Universities are unlikely to develop vocational qualifications unless they are forced to by the demands of students and employers, according to the author of a new report.
Dr Peter Wright, assistant director of the Quality Enhancement Group at the Higher Education Quality Council, said he thought only commercial pressure would lead to universities developing degree-level vocational courses or encourage applications from students with vocational backgrounds.
He believes many universities are unaware of the developing vocational field and has written Vocational Qualifications and Standards in Focus for the HEQC, to be published on Monday, to help institutions formulate policies.
Last year the first 700 students with advanced GNVQs - equivalent to A-level - started university courses, but the number is expected to rise dramatically in September, reaching 25,000 over three years.
Dr Wright said: "GNVQs have developed more rapidly than anyone expected and more rapidly than Government targets which were widely regarded as over-optimistic.

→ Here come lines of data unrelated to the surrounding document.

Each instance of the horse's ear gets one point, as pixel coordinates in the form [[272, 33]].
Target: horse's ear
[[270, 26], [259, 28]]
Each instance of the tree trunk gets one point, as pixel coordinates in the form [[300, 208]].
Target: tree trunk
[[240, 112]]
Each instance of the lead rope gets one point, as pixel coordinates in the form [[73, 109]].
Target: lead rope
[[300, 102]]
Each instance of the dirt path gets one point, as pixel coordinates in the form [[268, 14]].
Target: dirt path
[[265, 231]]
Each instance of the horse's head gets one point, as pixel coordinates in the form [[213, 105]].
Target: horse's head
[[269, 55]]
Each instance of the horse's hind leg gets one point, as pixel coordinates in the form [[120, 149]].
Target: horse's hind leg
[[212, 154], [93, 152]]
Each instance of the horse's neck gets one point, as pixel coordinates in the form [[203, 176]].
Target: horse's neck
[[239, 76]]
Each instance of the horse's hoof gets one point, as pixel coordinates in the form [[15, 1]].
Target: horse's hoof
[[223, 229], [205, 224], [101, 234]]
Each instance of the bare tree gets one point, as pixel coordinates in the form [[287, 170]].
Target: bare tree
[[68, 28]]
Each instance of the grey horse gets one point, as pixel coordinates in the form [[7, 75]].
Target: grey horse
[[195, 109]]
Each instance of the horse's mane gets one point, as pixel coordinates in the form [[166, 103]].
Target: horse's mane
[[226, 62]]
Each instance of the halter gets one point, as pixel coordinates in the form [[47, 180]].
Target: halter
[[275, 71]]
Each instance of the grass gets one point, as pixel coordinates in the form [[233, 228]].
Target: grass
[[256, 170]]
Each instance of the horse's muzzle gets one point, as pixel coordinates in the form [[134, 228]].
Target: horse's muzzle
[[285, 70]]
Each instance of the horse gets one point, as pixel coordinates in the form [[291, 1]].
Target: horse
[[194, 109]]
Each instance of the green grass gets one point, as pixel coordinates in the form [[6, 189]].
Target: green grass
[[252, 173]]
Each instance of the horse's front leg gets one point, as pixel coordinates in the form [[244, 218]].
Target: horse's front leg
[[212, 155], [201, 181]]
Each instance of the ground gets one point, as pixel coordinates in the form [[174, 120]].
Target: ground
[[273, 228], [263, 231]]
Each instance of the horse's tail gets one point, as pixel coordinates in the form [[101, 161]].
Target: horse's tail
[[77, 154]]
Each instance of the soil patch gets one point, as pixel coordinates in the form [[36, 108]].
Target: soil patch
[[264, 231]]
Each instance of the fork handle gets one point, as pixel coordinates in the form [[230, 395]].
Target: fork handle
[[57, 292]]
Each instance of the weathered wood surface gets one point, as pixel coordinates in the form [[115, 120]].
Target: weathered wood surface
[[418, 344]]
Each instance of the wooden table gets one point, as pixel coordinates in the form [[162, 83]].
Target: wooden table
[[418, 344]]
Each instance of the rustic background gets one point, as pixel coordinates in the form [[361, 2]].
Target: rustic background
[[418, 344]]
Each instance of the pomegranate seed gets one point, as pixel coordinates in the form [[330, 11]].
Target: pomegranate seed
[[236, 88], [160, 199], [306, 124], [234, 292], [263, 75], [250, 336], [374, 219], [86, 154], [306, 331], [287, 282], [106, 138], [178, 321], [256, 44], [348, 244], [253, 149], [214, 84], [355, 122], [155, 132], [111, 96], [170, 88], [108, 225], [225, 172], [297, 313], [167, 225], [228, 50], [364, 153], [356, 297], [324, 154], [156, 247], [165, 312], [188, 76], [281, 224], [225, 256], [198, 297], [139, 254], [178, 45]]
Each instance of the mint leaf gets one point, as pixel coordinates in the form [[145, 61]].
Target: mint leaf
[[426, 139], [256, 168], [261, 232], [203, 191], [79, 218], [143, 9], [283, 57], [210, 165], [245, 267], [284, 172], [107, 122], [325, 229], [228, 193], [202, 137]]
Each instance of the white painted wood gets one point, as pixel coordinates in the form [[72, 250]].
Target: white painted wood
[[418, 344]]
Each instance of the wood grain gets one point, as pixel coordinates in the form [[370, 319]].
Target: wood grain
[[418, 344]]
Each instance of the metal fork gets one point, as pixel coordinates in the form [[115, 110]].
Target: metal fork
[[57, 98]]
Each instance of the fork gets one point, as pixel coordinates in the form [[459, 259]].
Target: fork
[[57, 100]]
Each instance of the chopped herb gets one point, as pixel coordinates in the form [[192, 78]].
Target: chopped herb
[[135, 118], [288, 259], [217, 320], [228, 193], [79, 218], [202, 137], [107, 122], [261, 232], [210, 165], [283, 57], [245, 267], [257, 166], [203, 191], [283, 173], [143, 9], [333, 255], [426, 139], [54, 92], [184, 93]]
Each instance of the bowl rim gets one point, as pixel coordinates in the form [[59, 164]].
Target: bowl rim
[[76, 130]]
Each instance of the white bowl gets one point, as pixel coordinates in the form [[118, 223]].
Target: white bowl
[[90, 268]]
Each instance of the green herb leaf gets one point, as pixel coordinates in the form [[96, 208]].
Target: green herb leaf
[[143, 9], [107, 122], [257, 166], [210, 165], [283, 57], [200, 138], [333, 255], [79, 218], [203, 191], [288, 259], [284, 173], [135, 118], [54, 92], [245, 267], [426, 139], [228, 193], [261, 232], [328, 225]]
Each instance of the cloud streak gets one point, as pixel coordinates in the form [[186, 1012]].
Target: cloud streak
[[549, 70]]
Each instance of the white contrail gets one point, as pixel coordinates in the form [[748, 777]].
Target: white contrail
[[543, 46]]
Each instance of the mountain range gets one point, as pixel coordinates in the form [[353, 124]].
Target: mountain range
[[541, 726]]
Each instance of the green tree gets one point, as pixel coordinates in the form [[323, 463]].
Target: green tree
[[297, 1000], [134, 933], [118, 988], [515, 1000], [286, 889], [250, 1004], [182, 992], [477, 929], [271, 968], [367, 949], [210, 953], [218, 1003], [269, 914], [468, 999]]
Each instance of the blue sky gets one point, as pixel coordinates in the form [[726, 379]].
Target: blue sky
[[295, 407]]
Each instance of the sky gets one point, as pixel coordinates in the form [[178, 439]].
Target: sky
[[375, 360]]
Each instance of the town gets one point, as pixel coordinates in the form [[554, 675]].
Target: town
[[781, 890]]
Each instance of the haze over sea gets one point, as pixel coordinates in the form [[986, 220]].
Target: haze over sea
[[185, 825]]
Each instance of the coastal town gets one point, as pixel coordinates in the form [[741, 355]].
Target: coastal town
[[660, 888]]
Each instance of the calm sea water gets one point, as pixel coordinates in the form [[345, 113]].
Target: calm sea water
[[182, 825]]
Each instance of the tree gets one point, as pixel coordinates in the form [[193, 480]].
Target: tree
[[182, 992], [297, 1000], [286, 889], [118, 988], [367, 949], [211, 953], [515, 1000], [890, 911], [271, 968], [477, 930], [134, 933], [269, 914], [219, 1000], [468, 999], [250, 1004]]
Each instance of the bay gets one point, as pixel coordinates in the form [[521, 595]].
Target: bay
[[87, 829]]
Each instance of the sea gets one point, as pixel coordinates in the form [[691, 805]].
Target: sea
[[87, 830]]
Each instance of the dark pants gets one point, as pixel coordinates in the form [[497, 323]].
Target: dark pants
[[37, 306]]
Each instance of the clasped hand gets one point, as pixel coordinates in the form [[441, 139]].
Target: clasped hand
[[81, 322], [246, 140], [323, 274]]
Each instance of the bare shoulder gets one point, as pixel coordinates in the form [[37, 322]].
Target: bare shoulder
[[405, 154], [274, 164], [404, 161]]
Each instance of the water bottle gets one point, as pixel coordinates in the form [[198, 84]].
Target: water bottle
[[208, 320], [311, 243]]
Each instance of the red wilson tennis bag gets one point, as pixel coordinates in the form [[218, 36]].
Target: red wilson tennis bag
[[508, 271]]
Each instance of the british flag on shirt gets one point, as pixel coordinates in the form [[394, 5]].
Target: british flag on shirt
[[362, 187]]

"The system can take 1,000 students but it might be different for 25,000 or 100,000. The real test is going to come when large numbers of students emerge in traditional heartlands of higher education, such as science and engineering. "
Dr Wright thinks further education colleges could emerge as leaders in the development of degree-level vocational qualifications with further blurring of the boundaries between the two sectors.
The report suggests universities and colleges might explore how their graduates could attain certain core skills through vocational routes. For example, history students might take a National Vocational Qualification in a language which they needed for research.